Nicht von der Diskriminierungsstrafnorm geschützt wird die Religion als solche. Es ist nicht strafbar, sich kritisch über das Christentum zu äussern, sich über Moses lustig zu machen oder Mohammed-Karikaturen zu zeichnen, solange damit nicht die Angehörigen der jeweiligen Religion herabgesetzt und diskriminiert werden. Die Diskriminierungsstrafnorm schützt also Menschen und nicht Religionen.

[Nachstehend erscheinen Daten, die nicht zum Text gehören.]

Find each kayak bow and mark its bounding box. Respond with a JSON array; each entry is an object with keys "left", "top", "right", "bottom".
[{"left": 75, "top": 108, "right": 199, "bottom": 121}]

Seit 1995 gibt es in der Schweiz die Diskriminierungsstrafnorm. Die Urteilssammlung der EKR zeigt, dass die Strafnorm von den Gerichten und Staatsanwaltschaften erfolgreich angewendet wird und den Opfern von rassistischer oder homophober Diskriminierung eine wirksame Handhabe gibt, sich gegen die erlebte Verletzung zu wehren.
Beispiel Verurteilung:
Die Strafverfolgungsbehörde verurteilte eine Person wegen rassistischer Diskriminierung, weil sie Fahrenden gedroht hatte, sie alle mit einem Bagger niederzufahren und ihre Wohnungen anzuzünden bzw. das «Sauzigeunerpack» zu vernichten. Später fuhr die Person mit dem Auto in hohem Tempo an den Wohnwagen und den spielenden Kindern vorbei.
Beispiel Freispruch:
Die beschuldigte Person beschimpfte vor einem Restaurant eine Personengruppe mit «Huere Albaner» und «Scheiss Jugos». Die zweite Rechtsinstanz sprach die beschuldigte Person frei. Sie sah die Herabsetzung der Menschenwürde im Sinne von Art. 261bis StGB nicht gegeben, weil den Albanern durch die Äusserungen nicht ihr Lebensrecht als gleichwertige Persönlichkeiten in der staatlichen Gemeinschaft abgesprochen werde und sie nicht als minderwertige Wesen behandelt worden seien.
Die Beispiele zeigen, dass nicht jedes diskriminierende und beleidigende Verhalten gegenüber Angehörigen einer «Rasse», Religion, Ethnie oder sexuellen Orientierung bestraft wird. Die Diskriminierungsstrafnorm ist als rote Linie zu sehen, die aufzeigt, ab wann eine rassistische bzw. homophobe Handlung strafbar ist. Dies bedeutet jedoch nicht, dass alle Handlungen, die diese rote Linie nicht überschreiten, akzeptabel sind.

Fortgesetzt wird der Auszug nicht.